Elle emploie plus de 11 salariés.

M. [T] [Q] a été engagé par la société [1] sarl par contrat de travail à durée déterminée du 26 juillet 1999 à effet au même jour jusqu'au 31 décembre 1999, en qualité d'ingénieur électronicien au statut cadre, position II coefficient 100, à temps plein.

Le contrat s'est poursuivi à durée indéterminée et au dernier état de la relation de travail, M. [Q] exerçait les fonctions de responsable produits TNC (produits commandes numériques) et responsable groupe et il percevait un salaire brut mensuel moyen de 7200 euros.

La relation contractuelle était régie par les dispositions de la convention collective nationale de l'horlogerie du 17 décembre 1979 (IDCC 1044).

Par arrêté ministériel du 16 novembre 2018, pris en application de l'article L. 2261-32 du code du travail relatif à la restructuration des branches professionnelles, le champ d'application de la convention collective nationale de l'horlogerie (IDCC 1044) a fusionné avec celui de la convention collective nationale de la bijouterie, joaillerie, orfèvrerie et des activités qui s'y rattachent (IDCC 567), désignée comme branche de rattachement.

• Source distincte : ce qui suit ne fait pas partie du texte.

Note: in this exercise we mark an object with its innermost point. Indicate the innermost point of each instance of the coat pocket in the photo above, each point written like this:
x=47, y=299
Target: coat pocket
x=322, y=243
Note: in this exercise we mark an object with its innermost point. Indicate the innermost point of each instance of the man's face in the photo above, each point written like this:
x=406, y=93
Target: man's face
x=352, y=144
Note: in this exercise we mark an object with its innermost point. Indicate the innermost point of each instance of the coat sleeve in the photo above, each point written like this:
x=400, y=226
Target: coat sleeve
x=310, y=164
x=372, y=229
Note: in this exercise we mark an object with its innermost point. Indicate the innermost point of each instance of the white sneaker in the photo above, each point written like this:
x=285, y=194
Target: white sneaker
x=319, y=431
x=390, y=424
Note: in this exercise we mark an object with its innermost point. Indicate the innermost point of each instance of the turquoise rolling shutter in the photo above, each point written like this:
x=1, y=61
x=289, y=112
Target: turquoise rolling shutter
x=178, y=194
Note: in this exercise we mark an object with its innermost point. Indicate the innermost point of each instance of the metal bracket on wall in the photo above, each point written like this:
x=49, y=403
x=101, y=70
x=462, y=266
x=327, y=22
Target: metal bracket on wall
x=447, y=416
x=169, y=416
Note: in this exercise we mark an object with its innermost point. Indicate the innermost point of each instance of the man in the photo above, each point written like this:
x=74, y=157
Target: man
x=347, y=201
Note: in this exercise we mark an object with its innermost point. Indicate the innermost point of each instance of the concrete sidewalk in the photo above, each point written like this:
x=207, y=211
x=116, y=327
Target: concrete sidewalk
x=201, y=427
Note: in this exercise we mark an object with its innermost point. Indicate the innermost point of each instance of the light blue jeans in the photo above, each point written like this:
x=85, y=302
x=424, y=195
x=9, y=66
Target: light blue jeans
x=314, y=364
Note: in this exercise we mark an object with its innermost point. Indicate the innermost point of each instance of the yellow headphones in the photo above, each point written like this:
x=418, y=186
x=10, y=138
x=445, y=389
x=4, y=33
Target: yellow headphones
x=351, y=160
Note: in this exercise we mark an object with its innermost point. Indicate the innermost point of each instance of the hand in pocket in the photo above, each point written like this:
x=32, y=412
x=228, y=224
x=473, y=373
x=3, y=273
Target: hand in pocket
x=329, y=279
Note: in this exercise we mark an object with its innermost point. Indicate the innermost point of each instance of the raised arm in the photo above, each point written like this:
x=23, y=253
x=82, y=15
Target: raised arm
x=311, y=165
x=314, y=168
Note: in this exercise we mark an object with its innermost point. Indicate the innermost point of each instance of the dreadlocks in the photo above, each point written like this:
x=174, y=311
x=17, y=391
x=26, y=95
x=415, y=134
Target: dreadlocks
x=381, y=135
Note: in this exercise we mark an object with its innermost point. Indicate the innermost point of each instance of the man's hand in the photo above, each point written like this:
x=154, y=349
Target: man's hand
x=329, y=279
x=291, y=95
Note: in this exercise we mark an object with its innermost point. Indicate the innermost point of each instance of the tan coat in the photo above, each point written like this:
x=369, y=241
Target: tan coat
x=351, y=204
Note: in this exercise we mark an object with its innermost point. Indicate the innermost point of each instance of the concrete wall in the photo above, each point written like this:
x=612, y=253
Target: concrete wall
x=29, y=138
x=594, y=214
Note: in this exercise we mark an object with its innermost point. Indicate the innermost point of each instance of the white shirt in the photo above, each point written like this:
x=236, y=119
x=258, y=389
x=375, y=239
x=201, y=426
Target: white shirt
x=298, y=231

Le 2 octobre 2020, la société [1] a convoqué M. [Q] en vue d'une éventuelle rupture conventionnelle.

Plusieurs entretiens et échanges ont eu lieu.

Par courrier remis en main propre contre décharge du 23 novembre 2020, la société [1] a convoqué M. [Q] à un entretien préalable à un éventuel licenciement.

L'entretien s'est tenu le 1er décembre 2020 en présence d'un représentant du personnel.

Par courrier recommandé avec accusé de réception du 4 décembre 2020, la société a notifié à M. [Q] son licenciement pour motif personnel, en ces termes : « Cher Monsieur, Je fais suite à l'entretien préalable qui s'est déroulé le 1er décembre dernier au cours duquel vous étiez assisté d'un représentant du personnel et collègue, M. [L] [Z].

Au cours de cet entretien, nous avons longuement échangé sur les motifs justifiant l'engagement de cette procédure.

Néanmoins, vos observations n'ont pas permis de modifier mon appréciation des faits.

Je suis donc contraint de procéder, à votre licenciement pour : manquements et insuffisances professionnelles caractérisés dans l'exercice de vos fonctions ; non-respect de mes demandes ; divergences de vue sur la stratégie et les orientations de la société.